A curfew was declared in Cizre, a city of 125,000, on 14 December 2015 as military and police units encircled the urban area, where a people’s assembly had earlier announced its determination to engage in an autonomous local administration.
Conflict had ensued and clashes had occured between state forces and Kurdish militants after the announcement, and in the first half of September, more than 20 civilians had been killed.
State forces stepped up operations along with the declaration of the curfew on 14 December, and heavy artillery and tanks were brought in, while the civilians in the city had been forced to evacuate the city by cutting off power, water and supply lines and by a blockage of public services.
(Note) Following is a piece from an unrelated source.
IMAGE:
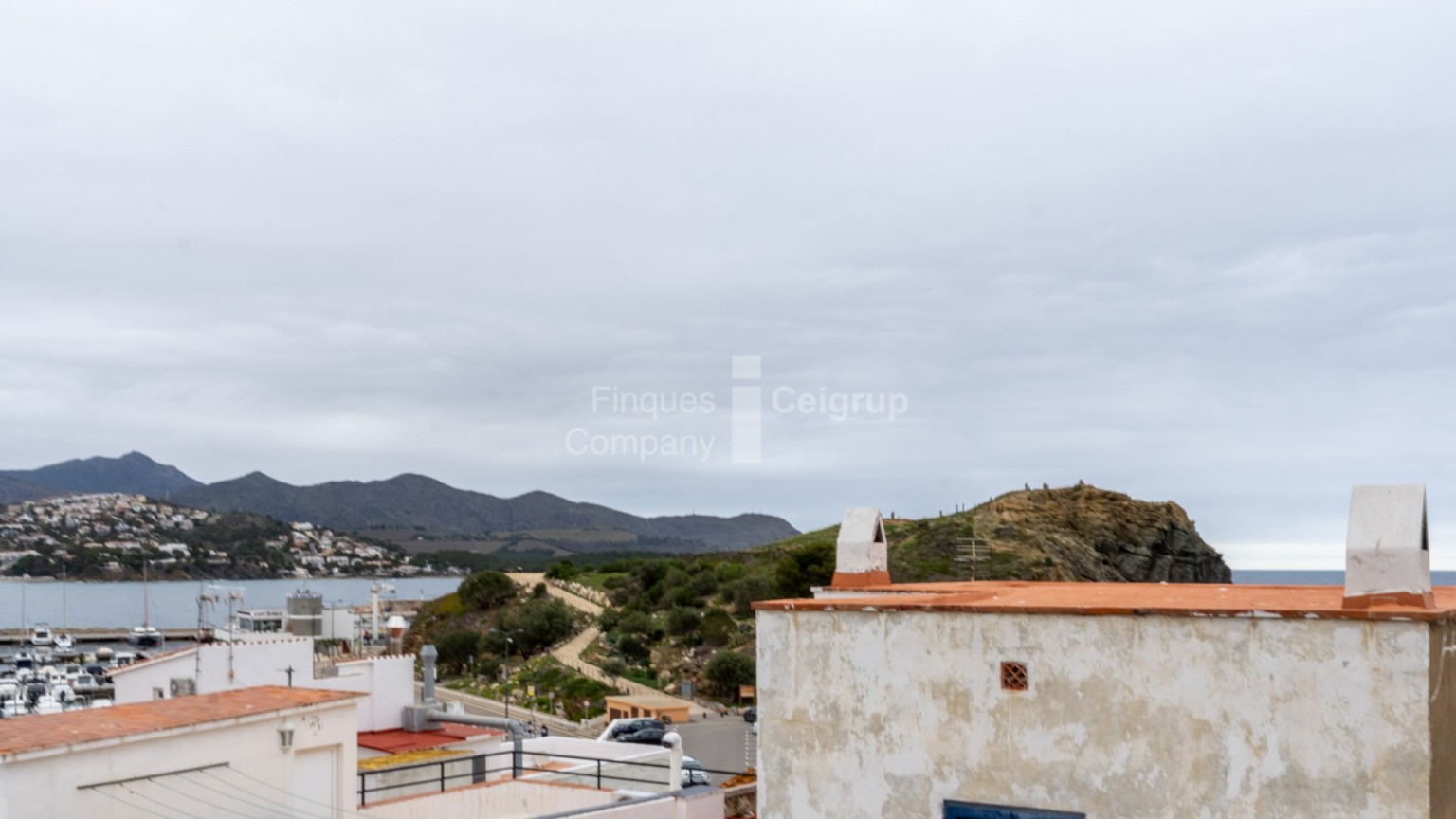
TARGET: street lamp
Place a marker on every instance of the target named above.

Newroz Uysal, one of the lawyers working on the ‘Cizre Case’, spoke to Jin News, saying that the cases have been stalled at Turkey’s Constitutional Court after the European Court of Human Rights (ECHR) had rejected in 2019 an appeal concerning the death of Orhan Tunç who’d allegedly been killed in a building basement alongside many other unarmed civilians during an attack by state forces.
The ECHR had rejected the appeal on grounds that domestic remedies have not been exhausted yet.
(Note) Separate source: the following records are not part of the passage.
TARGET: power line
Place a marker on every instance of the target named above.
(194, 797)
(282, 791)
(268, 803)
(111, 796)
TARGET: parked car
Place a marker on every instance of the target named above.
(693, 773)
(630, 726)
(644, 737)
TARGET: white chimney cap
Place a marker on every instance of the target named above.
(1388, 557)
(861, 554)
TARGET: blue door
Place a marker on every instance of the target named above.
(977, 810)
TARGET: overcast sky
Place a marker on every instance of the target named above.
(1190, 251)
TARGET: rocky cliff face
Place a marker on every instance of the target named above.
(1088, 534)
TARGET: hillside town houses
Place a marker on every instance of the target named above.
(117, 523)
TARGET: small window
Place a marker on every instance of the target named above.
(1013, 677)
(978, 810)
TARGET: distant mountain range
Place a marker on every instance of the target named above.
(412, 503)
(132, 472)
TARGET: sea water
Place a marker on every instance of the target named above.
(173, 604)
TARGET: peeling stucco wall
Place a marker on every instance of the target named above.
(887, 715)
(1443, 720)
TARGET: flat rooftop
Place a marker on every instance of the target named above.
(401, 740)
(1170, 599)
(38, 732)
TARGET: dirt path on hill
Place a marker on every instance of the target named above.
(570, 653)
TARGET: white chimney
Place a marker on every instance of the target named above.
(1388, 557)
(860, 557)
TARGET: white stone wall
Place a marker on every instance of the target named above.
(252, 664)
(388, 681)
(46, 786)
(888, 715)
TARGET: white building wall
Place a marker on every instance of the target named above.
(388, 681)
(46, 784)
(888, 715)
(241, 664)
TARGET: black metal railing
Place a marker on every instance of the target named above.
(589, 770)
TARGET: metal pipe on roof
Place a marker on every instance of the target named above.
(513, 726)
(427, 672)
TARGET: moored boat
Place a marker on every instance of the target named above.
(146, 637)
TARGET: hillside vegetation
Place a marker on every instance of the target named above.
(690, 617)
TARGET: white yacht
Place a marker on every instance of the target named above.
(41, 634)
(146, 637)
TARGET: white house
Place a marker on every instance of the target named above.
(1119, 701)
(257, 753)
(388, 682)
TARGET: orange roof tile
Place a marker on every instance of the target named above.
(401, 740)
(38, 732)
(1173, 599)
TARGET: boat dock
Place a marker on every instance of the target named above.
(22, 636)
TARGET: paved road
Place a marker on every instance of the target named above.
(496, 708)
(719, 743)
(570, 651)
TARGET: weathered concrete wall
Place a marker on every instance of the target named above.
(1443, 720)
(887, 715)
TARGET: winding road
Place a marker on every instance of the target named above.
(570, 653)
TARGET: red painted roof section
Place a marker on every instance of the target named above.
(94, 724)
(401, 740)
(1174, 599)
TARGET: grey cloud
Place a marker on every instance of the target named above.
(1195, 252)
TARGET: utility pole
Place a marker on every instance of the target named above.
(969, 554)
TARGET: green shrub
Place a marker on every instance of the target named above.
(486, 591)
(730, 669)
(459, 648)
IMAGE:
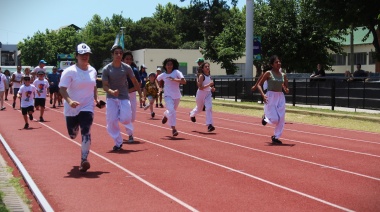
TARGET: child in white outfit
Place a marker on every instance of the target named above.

Uysal, has underlined that it was after the declaration of the curfew on 14 December that particular offences by the state that ought to be considered crimes against humanity actually occured.
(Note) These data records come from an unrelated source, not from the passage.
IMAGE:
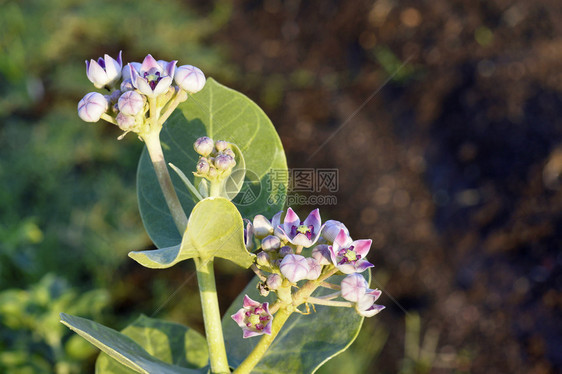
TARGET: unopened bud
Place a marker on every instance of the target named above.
(189, 78)
(221, 145)
(125, 122)
(224, 162)
(204, 146)
(92, 106)
(131, 103)
(270, 243)
(203, 166)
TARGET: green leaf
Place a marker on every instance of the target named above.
(121, 347)
(304, 343)
(222, 114)
(170, 342)
(215, 229)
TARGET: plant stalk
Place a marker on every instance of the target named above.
(211, 316)
(152, 141)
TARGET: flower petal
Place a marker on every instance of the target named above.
(314, 220)
(248, 302)
(291, 219)
(162, 86)
(341, 239)
(362, 246)
(150, 63)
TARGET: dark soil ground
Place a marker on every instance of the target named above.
(452, 164)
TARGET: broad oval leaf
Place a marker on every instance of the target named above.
(304, 343)
(215, 229)
(170, 342)
(122, 348)
(222, 114)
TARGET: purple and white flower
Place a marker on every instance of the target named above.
(314, 269)
(366, 306)
(92, 106)
(105, 71)
(131, 103)
(254, 318)
(321, 253)
(349, 256)
(190, 78)
(204, 146)
(331, 230)
(151, 78)
(125, 122)
(270, 243)
(354, 287)
(294, 268)
(304, 233)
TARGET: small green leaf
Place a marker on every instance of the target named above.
(222, 114)
(304, 343)
(215, 229)
(170, 342)
(121, 347)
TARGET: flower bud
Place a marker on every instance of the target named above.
(263, 289)
(270, 243)
(354, 287)
(204, 146)
(294, 268)
(262, 227)
(92, 106)
(213, 173)
(331, 230)
(126, 85)
(286, 250)
(262, 259)
(126, 71)
(125, 122)
(315, 269)
(229, 152)
(189, 78)
(321, 253)
(131, 103)
(224, 162)
(274, 281)
(203, 166)
(105, 71)
(221, 145)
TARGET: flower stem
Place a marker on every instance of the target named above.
(211, 316)
(152, 141)
(259, 350)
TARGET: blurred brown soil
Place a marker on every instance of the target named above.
(453, 167)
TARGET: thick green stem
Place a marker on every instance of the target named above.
(211, 316)
(152, 141)
(259, 350)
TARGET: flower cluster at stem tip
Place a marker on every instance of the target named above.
(140, 96)
(295, 255)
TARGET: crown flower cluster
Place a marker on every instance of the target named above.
(141, 96)
(295, 257)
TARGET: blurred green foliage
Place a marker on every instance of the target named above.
(31, 338)
(67, 198)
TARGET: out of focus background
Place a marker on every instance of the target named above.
(443, 119)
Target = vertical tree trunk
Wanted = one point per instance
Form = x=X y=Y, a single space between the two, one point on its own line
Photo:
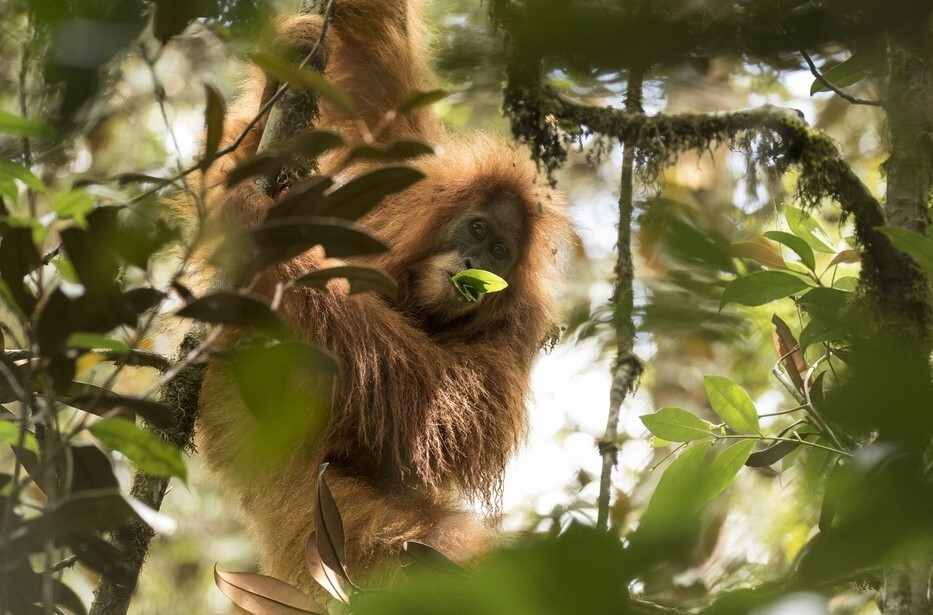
x=907 y=587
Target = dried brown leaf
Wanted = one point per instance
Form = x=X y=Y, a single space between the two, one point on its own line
x=329 y=529
x=263 y=595
x=788 y=351
x=331 y=582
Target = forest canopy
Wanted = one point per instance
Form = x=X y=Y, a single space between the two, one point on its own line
x=751 y=184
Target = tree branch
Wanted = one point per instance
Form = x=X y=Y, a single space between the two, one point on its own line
x=288 y=116
x=628 y=368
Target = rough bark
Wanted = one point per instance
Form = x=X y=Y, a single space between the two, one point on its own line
x=628 y=367
x=907 y=587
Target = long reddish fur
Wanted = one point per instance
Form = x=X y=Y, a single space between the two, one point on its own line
x=422 y=415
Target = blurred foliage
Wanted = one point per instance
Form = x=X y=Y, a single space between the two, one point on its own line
x=804 y=486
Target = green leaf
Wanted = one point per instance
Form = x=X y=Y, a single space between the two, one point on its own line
x=676 y=425
x=771 y=455
x=719 y=473
x=93 y=341
x=805 y=226
x=421 y=99
x=362 y=278
x=10 y=433
x=471 y=283
x=75 y=204
x=758 y=251
x=226 y=308
x=17 y=171
x=844 y=74
x=677 y=484
x=23 y=127
x=732 y=404
x=824 y=303
x=146 y=450
x=798 y=245
x=303 y=79
x=214 y=114
x=915 y=245
x=762 y=287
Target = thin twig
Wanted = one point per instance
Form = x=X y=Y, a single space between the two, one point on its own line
x=822 y=79
x=263 y=111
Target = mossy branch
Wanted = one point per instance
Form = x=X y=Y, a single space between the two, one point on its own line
x=628 y=368
x=783 y=140
x=290 y=113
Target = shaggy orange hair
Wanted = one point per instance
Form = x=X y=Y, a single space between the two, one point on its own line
x=424 y=413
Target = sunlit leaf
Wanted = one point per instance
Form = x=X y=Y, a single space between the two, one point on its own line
x=850 y=71
x=264 y=595
x=676 y=425
x=788 y=352
x=800 y=247
x=11 y=434
x=761 y=252
x=474 y=282
x=303 y=79
x=421 y=99
x=93 y=341
x=762 y=287
x=718 y=475
x=17 y=126
x=915 y=245
x=362 y=278
x=771 y=455
x=805 y=226
x=146 y=450
x=732 y=404
x=674 y=497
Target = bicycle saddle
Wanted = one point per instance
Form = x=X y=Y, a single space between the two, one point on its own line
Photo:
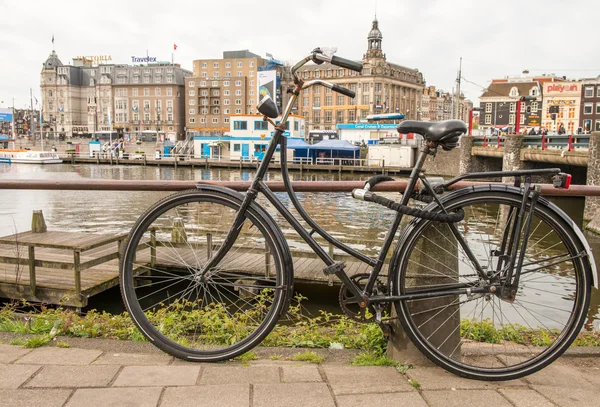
x=446 y=132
“After the declaration, heavy weapons were deployed on hills surrounding the city. The whole city, although some talk about three neighbourhoods, were targeted through continuous bombing. During this time, in the length of 79 days, civilians in the city were left without water, power, basic food supplies, unable to access health services, unable to provide medication for chronic illnesses, unable to tend to pregnant women. All through this process the situation was, beyond a state of emergency, it was a state of war.”
She went on emphasising that the civilians trapped in the basements were killed in brutal attacks by state forces even as they continously tried to reach out, calling for a peaceful exit and medical help.
“The people who had taken refuge in three basements tried to reach out. Mehmet Tunç, Mehmet Yavuzel and Derya Koç had seperately called via mobile phones of either MPs or journalists, gave their exact locations, provided information on the health conditions of the injured amongst them, and on how many people there were in the basements. Appeals had been made by various lawyers in the meanwhile to both the Turkish Constitutional Court and the European Court of Human Rights for provisional injunctions. Unfortunately these people could not be saved. In the massacres that occured in three seperate basements, especially in one where people had been incinerated, dozens of people were killed.”
She concluded by saying that the state did not carry out an effective investigation into the massacres and failed to fulfill its obligations by dismissing most of the cases and letting evidence like camera footage from the scene be destroyed or concealed.